Seorang mata-mata Romawi yang dikirim untuk
mencari tahu kabar dan keadaan kaum muslimin, menguatkan pernyataan di atas.
Waktu itu menjelang penaklukan kota Syam, sepulang dari memata-matai pasukan
muslimin ia melaporkan semuanya. Ia berkata, “Mereka adalah pendeta di waktu
malam dan ahli menunggang kuda di siang hari. Jika salah seorang anak raja
mereka mencuri, mereka tetap memotong tangannya. Jika ia berzina ia pun akan
dirajam, demi menegakkan kebenaran pada diri mereka.” Petinggi yang dilapori
pun berkata, “Apabila yang kamu katakan itu benar, perut bumi jauh lebih baik
daripada berjumpa mereka di permukaannya. Yang aku inginkan sekarang hanyalah,
Allah membiarkanku bertempur melawan mereka, lalu Dia tidak menolongku, pun
tidak menolong mereka.”[5]
Ada juga salah seorang pengikut setia
Thulaihah al-Asadiy yang menceritakan tentang sebab-sebab kemenangan dan
kekalahan. Ketika Thulaihah melihat banyak sekali pasukannya yang menjadi
pecundang di medan perang, ia berkata, “Celaka! Apa yang membuat kalian
kocar-kacir begini?!” Salah seorang pengikut setianya itu menjawab, “Saya
beritahukan kepadamu apa yang membuat kita kalah total. Sesungguhnya tidak
seorang pun dari mereka yang menginginkan sahabatnya terbunuh lebih dahulu.
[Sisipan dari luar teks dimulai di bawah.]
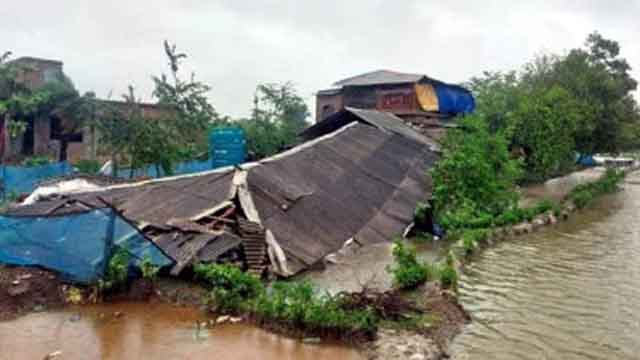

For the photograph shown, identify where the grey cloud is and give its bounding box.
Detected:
[0,0,640,116]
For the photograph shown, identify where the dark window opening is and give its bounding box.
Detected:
[22,117,35,156]
[50,116,84,161]
[322,105,336,120]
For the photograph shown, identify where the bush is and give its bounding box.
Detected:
[74,160,102,175]
[387,240,434,290]
[194,264,264,313]
[461,229,489,255]
[253,281,378,335]
[438,252,458,289]
[99,247,131,291]
[432,116,521,230]
[140,255,160,281]
[568,169,625,208]
[194,264,378,336]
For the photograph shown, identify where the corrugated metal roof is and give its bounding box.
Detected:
[333,70,428,87]
[300,107,440,151]
[8,122,437,273]
[248,124,437,271]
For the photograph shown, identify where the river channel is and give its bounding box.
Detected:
[0,303,363,360]
[451,173,640,360]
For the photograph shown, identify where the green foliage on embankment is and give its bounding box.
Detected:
[194,264,379,338]
[387,239,458,290]
[567,169,625,208]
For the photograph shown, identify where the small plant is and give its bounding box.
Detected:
[387,239,434,290]
[98,247,130,291]
[461,229,489,255]
[194,264,264,313]
[438,251,458,289]
[568,169,625,208]
[413,202,431,224]
[7,120,27,139]
[140,255,160,282]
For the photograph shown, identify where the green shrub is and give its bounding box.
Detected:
[140,255,160,281]
[74,160,102,175]
[431,116,521,231]
[193,264,264,313]
[568,169,625,208]
[252,282,378,335]
[387,240,434,290]
[98,247,131,291]
[461,229,489,255]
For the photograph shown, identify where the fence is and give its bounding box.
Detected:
[0,162,73,199]
[0,209,173,283]
[0,128,247,199]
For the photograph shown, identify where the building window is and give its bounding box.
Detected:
[322,105,336,119]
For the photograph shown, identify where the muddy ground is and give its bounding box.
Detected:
[0,265,64,321]
[0,266,469,360]
[364,283,471,360]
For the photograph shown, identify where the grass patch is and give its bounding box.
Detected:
[567,169,625,209]
[194,264,379,338]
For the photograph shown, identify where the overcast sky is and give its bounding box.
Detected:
[0,0,640,116]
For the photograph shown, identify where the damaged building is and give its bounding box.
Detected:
[0,108,438,277]
[0,57,167,163]
[316,70,475,140]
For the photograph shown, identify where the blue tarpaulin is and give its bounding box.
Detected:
[434,84,476,114]
[0,209,173,283]
[0,162,73,198]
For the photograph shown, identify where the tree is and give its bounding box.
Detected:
[153,41,219,155]
[237,82,309,159]
[0,51,79,137]
[431,115,522,229]
[469,33,640,180]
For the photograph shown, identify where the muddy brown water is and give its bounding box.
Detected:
[0,303,364,360]
[451,173,640,360]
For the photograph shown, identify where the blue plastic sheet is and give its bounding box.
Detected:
[435,84,476,114]
[0,162,73,198]
[0,209,173,284]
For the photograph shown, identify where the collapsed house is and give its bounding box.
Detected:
[0,108,438,277]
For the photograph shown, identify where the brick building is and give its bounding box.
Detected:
[0,57,166,163]
[316,70,475,138]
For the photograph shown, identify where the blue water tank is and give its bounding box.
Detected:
[209,128,247,169]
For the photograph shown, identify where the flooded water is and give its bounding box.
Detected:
[452,173,640,360]
[0,303,363,360]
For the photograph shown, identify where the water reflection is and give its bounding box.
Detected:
[0,303,362,360]
[452,175,640,359]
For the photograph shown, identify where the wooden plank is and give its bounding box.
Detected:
[171,234,215,276]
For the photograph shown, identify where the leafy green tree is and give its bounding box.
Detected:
[153,41,220,155]
[431,115,522,229]
[0,51,79,137]
[237,82,309,159]
[469,33,640,180]
[506,86,584,180]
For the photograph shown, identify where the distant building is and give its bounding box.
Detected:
[0,57,166,163]
[316,70,475,138]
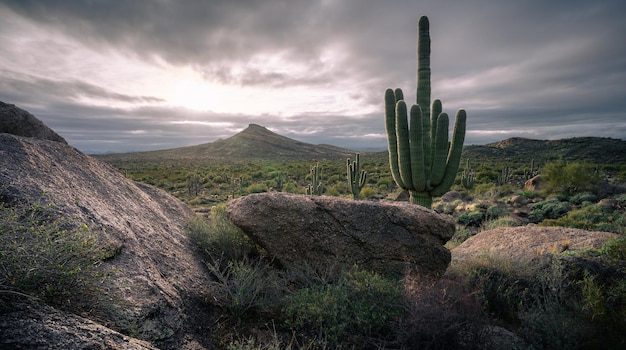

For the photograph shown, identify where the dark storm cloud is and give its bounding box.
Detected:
[0,70,163,103]
[0,0,626,151]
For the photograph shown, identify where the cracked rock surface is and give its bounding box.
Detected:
[227,192,455,275]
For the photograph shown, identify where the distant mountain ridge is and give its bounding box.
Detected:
[463,137,626,164]
[97,124,355,160]
[96,124,626,164]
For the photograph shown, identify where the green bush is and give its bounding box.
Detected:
[0,203,102,308]
[528,197,572,223]
[541,162,600,195]
[481,216,519,231]
[186,204,258,262]
[206,257,281,320]
[284,268,403,347]
[456,210,485,227]
[540,204,626,233]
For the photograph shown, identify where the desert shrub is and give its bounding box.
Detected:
[485,205,506,220]
[284,268,403,348]
[0,203,102,308]
[541,162,600,195]
[398,273,486,349]
[456,210,485,227]
[600,237,626,263]
[246,183,267,193]
[528,197,572,223]
[206,257,282,320]
[569,192,598,205]
[446,226,474,249]
[453,252,626,349]
[540,204,626,233]
[481,216,519,231]
[186,204,258,262]
[518,190,541,199]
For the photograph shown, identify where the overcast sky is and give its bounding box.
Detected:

Kami benar-benar mendapati suatu kaum yang semuanya ingin kematiannya datang
lebih dulu daripada kematian sahabatnya!”[6]
Ada pula seorang mata-mata Romawi yang diutus
oleh penguasa Damaskus. Ketika itu pasukan muslimin datang dari arah Yordania.
Mata-mata itu berkata, “Saya datang kepada Anda usai berjumpa dengan kaum yang
tubuh mereka kurus kering, mereka mengendarai kuda-kuda pilihan, di malam hari
mereka bagai pendeta, dan di siang hari mereka adalah penunggang kuda nan
tangkas... Seandainya Anda mengajak bicara orang yang ada di samping Anda,
niscaya ia tidak memahami apa yang mereka katakan karena begitu gegap gempita
suara mereka oleh bacaan al-Qur`an dan dzikir.” Lalu penguasa Damaskus itu
menoleh kepada sahabat-sahabatnya seraya berkata, “Mereka mengamalkan sesuatu
yang tidak mungkin kalian mampu melakukannya.”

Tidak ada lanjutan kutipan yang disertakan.